Un grand sourire soulagé se dessina sur le visage de son ami.

— Heureuse que tu sois de retour parmi nous, dit Blair qui se joignit à la conversation suivie de Zoé.

— Je ne sais pas si tu as eu des nouvelles d’Amelia ? Je me demande si elle est toujours dans un état critique, questionna Zoé.

— Je suis allé la visiter à l’hôpital. Elle est encore dans le coma, mais je ne perds pas espoir qu’elle se réveillera un jour.
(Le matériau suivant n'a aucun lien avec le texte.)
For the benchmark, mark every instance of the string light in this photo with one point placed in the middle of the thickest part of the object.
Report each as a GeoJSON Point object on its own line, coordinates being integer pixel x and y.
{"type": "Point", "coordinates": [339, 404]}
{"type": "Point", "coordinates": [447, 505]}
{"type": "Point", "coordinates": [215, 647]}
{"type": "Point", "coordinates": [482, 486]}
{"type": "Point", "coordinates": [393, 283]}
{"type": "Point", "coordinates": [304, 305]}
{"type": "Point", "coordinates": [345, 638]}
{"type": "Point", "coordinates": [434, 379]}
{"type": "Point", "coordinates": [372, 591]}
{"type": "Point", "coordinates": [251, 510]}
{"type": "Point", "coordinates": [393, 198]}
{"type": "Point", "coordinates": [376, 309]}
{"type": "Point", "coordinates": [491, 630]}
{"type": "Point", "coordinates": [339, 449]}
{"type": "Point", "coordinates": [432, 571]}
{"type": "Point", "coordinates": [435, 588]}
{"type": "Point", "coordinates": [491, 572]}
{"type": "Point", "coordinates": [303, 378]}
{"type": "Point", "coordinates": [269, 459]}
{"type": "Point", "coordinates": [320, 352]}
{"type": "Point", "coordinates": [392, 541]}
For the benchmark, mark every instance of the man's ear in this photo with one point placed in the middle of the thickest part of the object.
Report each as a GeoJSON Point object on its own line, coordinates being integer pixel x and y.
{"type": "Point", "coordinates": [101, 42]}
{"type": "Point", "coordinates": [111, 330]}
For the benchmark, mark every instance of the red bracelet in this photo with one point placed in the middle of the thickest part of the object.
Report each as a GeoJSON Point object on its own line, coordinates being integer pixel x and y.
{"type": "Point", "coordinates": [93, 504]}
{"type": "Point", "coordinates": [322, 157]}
— On l’espère aussi, fit Blair avec compassion.

À la pause, Ken rejoingnit Blair à son casier:

— Je dois te dire quelque chose.

— Oui ?

— J’ai vu l’esprit d’Amelia rôder dans les rues hier.

— La pauvre. Elle doit être si perdue et confuse.

— Oui et elle a besoin d’aide. Quelque chose veut sa mort. Je sais que je peux l’aider.

— Un démon est derrière ça, c’est évident. Je suis même certaine qu’il y a une raison pour laquelle elle reste parmi nous.

— Je le crois aussi… et tu penses que ce serait pour quelle raison ?

— C’est à toi de le découvrir, lui répliqua-t-elle amusée.

— J’ai tellement de questions Blair, soupira -t-il découragé.

— Je ne m’en doute pas. Allez, je t’écoute, première question ? S’exclama-t-elle, accompagnée de son sourire assuré.

— Amelia m’a raconté avoir aperçu un grand ange lumineux juste avant sa chute. Ce qui est étrange, ce qu’elle se sentait rassurée, mais aussi terrorisée.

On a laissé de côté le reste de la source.